# Met another beautiful rescue GSD



## scannergirl (Feb 17, 2008)

At the vet today. Lovely female, looked to be from working lines. The owner got her from Noble Shepherd Rescue and seemed to be one of those people who should ALWAYS have animals around them. She and her husband were there with this dog and a lab who was great with other dogs and helped this poor frightened dog adjust to her new home. She told me this sweet girl was full of fear, mostly of other dogs but also people, when she got her but with some love, training and proper handling she now is neither afraid of people or other dogs. While Lucy was in getting her Rabies shot I got to spend some attention on this dog and I fell in love with her.
My next dog WILL be a rescue.


----------



## Avamom (Sep 28, 2004)

Oh that is just WONDERFUL!!! I love when our babies become good ambassadors!!! 

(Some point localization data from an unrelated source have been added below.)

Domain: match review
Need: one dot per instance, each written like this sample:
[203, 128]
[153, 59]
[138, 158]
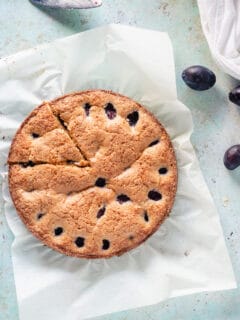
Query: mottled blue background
[216, 123]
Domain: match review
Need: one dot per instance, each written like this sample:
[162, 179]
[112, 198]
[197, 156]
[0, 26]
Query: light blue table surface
[216, 121]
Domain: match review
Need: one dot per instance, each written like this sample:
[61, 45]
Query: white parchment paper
[186, 255]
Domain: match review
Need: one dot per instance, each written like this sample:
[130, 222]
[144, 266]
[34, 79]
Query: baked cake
[92, 174]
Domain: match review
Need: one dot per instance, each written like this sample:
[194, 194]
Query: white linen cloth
[221, 25]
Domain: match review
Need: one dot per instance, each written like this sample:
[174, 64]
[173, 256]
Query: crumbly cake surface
[92, 174]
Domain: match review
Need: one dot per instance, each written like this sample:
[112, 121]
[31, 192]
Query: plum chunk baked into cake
[92, 174]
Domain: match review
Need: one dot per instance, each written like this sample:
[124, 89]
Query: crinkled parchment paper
[186, 255]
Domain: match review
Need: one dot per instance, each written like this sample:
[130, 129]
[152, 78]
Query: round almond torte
[92, 174]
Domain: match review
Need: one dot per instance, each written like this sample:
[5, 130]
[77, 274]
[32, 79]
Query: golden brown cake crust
[92, 174]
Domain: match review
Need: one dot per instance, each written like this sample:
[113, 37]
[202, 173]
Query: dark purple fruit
[199, 78]
[232, 157]
[234, 96]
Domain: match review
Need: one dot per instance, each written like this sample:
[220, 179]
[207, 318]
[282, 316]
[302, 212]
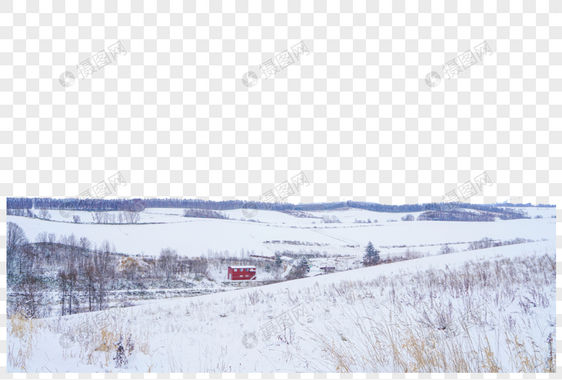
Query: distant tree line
[132, 205]
[138, 205]
[81, 273]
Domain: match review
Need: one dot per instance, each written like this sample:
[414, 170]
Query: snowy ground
[495, 314]
[193, 237]
[336, 319]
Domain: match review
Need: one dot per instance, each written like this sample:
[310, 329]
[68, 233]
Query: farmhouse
[242, 272]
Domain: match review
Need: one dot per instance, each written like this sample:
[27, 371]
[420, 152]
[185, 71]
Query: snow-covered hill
[479, 311]
[193, 237]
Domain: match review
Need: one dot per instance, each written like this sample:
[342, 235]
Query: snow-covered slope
[446, 316]
[193, 237]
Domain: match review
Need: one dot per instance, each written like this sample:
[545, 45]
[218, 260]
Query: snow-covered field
[193, 237]
[480, 311]
[487, 310]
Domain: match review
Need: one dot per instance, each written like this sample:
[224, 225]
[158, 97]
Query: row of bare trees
[80, 273]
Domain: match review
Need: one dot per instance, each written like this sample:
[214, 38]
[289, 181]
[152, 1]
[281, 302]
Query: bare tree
[167, 262]
[16, 239]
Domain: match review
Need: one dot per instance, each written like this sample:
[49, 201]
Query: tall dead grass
[481, 317]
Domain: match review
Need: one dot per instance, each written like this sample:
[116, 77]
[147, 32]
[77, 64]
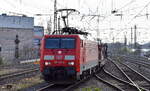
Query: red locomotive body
[67, 58]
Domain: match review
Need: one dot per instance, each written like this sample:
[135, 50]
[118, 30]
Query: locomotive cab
[58, 58]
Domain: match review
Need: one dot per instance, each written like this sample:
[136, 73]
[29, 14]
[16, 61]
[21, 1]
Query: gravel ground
[94, 85]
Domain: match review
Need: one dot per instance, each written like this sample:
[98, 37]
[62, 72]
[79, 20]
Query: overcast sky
[110, 25]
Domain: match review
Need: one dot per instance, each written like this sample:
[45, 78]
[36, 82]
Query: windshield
[64, 43]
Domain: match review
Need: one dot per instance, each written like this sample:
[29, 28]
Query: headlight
[48, 57]
[47, 63]
[69, 57]
[70, 63]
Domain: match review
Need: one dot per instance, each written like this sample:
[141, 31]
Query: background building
[10, 27]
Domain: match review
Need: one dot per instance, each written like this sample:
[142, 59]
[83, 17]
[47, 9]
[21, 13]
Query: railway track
[141, 62]
[137, 79]
[9, 78]
[115, 83]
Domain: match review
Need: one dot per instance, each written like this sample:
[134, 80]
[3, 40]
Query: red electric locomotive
[70, 56]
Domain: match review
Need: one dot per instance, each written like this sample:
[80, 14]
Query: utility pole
[135, 37]
[131, 37]
[55, 16]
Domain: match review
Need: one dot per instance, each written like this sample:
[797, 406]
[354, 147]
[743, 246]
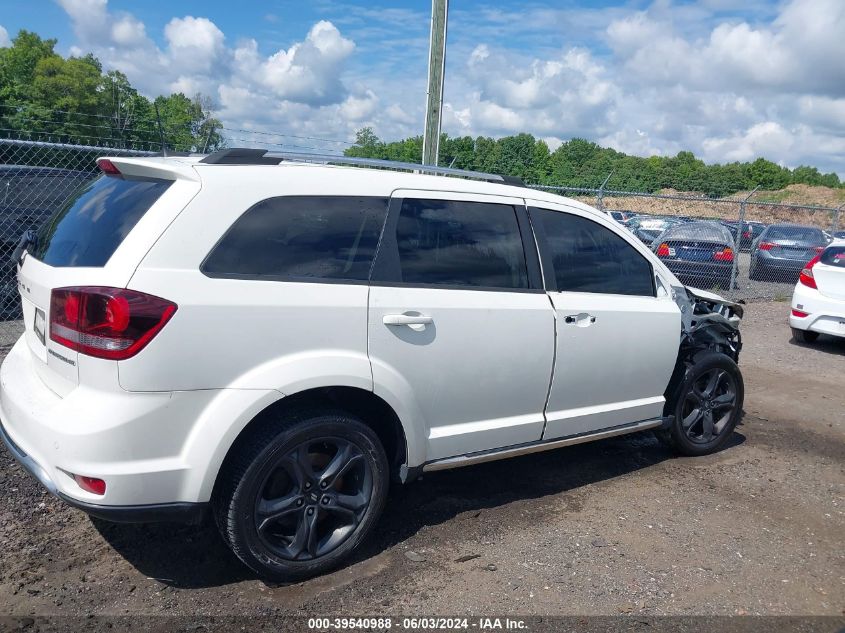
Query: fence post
[600, 196]
[738, 236]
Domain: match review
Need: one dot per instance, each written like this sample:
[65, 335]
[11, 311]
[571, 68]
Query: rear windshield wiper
[27, 240]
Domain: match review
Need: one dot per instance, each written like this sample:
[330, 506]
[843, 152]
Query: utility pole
[434, 96]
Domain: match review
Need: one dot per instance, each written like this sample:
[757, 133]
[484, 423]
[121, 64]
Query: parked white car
[818, 302]
[274, 340]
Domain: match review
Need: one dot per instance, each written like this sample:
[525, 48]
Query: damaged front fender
[709, 323]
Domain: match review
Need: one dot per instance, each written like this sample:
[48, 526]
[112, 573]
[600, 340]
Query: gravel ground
[618, 526]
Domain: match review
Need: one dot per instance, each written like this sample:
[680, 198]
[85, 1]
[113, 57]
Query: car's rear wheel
[707, 405]
[302, 493]
[804, 336]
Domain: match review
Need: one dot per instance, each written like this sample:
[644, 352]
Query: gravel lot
[619, 526]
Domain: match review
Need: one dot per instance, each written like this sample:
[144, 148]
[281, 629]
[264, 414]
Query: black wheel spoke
[689, 421]
[346, 457]
[353, 502]
[707, 426]
[724, 401]
[271, 510]
[303, 540]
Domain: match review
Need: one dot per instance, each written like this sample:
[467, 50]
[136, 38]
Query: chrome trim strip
[536, 447]
[29, 464]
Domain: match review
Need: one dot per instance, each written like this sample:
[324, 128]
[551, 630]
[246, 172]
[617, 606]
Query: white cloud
[674, 76]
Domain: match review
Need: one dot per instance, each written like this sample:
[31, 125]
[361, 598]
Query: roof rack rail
[241, 156]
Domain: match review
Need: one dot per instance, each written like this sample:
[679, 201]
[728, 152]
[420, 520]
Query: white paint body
[489, 370]
[825, 304]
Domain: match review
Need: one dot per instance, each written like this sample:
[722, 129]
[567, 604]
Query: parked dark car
[749, 232]
[699, 253]
[781, 251]
[647, 228]
[28, 196]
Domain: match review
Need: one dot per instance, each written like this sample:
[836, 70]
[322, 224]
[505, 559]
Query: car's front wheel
[300, 494]
[707, 405]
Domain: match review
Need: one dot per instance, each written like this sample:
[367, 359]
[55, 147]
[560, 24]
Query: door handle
[416, 322]
[582, 319]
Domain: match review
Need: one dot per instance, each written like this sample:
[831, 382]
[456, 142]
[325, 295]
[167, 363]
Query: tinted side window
[322, 237]
[587, 257]
[460, 244]
[87, 230]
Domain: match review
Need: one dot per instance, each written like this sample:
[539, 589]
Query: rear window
[834, 256]
[796, 233]
[301, 237]
[89, 227]
[698, 232]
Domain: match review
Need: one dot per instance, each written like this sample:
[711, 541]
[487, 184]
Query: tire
[804, 336]
[300, 494]
[712, 390]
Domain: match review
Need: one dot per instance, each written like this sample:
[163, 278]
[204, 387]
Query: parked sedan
[648, 228]
[818, 302]
[749, 232]
[781, 251]
[699, 253]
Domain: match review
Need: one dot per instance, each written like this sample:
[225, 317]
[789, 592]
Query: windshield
[699, 232]
[796, 233]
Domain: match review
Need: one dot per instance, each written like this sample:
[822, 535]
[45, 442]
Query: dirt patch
[619, 526]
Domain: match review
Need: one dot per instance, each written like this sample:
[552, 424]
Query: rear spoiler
[170, 168]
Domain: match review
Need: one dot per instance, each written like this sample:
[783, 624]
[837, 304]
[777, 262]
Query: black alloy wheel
[314, 499]
[300, 492]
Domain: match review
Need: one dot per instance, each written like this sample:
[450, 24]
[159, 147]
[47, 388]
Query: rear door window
[834, 256]
[301, 238]
[89, 227]
[460, 244]
[588, 257]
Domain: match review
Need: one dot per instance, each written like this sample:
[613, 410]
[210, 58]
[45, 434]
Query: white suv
[274, 339]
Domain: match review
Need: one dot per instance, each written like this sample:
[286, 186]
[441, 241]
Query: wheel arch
[363, 404]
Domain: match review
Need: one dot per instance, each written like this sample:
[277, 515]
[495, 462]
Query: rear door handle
[582, 319]
[416, 322]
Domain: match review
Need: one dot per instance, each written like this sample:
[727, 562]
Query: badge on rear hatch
[39, 325]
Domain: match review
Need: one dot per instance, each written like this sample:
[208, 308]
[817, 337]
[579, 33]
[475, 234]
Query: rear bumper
[174, 512]
[780, 264]
[135, 442]
[824, 314]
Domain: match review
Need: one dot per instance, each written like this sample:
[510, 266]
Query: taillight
[724, 255]
[91, 484]
[112, 323]
[806, 276]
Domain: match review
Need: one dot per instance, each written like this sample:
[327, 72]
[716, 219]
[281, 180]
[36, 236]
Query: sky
[727, 80]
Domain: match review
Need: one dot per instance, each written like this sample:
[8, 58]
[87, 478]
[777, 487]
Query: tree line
[582, 163]
[72, 100]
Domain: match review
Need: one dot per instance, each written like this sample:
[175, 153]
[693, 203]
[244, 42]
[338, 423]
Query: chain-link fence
[739, 246]
[742, 247]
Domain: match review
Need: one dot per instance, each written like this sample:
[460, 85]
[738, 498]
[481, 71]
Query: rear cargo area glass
[87, 230]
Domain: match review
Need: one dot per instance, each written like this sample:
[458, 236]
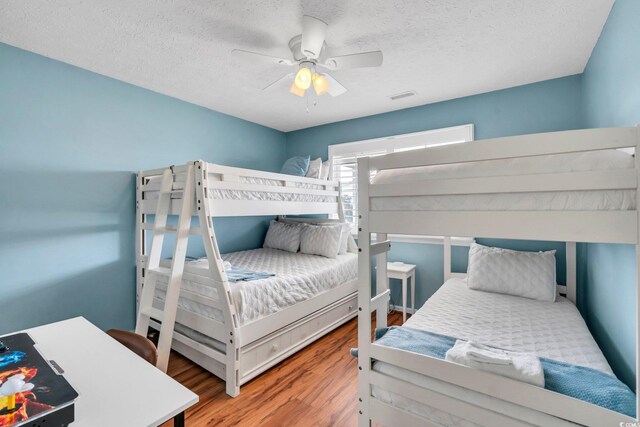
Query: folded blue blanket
[580, 382]
[235, 274]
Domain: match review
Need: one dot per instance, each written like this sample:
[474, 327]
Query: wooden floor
[315, 387]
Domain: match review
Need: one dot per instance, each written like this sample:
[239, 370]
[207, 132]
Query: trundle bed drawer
[289, 339]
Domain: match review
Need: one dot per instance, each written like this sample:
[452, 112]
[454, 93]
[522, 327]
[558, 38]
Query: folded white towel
[524, 367]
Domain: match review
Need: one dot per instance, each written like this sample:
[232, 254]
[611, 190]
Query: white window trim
[429, 138]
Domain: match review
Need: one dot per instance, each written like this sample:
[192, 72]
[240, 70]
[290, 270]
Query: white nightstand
[404, 272]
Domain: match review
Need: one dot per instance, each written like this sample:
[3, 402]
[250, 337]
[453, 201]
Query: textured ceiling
[442, 49]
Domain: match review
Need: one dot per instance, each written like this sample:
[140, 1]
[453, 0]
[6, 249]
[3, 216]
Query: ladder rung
[160, 271]
[170, 228]
[154, 313]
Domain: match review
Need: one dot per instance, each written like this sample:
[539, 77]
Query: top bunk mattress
[548, 200]
[298, 277]
[254, 194]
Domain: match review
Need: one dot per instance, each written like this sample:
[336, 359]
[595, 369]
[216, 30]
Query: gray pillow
[315, 167]
[320, 240]
[283, 236]
[324, 171]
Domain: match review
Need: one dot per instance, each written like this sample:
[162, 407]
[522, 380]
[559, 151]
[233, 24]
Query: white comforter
[298, 277]
[553, 330]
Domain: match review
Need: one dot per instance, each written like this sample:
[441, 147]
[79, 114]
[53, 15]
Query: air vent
[402, 95]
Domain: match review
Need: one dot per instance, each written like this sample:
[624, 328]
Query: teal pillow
[297, 165]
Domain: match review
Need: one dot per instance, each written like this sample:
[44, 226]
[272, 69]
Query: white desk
[404, 272]
[116, 386]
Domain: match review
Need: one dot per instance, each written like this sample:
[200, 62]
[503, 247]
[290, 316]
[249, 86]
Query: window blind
[344, 166]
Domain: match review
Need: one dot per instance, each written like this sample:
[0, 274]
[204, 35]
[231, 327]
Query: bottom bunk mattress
[297, 277]
[551, 330]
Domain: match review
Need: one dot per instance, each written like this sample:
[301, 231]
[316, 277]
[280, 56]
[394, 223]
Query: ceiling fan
[309, 55]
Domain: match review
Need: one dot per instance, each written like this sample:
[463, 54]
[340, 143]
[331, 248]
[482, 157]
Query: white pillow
[315, 168]
[320, 240]
[525, 274]
[324, 171]
[283, 236]
[344, 238]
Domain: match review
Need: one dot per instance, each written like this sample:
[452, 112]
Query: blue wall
[611, 91]
[606, 94]
[70, 142]
[541, 107]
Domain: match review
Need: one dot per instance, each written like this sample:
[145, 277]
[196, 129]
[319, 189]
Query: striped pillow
[283, 236]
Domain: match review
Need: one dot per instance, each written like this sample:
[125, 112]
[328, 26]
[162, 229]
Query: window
[343, 157]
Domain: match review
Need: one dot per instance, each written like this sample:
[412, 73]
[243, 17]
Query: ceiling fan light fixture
[296, 90]
[320, 84]
[303, 78]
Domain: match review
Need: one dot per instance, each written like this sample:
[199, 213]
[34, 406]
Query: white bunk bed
[239, 330]
[585, 192]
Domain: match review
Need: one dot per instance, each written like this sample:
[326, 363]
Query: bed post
[637, 162]
[382, 282]
[364, 294]
[340, 207]
[571, 271]
[141, 237]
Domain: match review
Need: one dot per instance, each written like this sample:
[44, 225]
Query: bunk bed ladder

By chance did you catch her or the dog's name..so I know who to thank for spreading the word?


----------



## weber1b (Nov 30, 2008)

Rescues and rescuers ROCK!!


----------



## pupresq (Dec 2, 2005)

I'm telling Rafe you were cheating on him!







Just kidding. That's awesome (and has to be so cool for Sinclair). You just let us know when you decide you're ready for your next pup and we'll all be fighting over you!


----------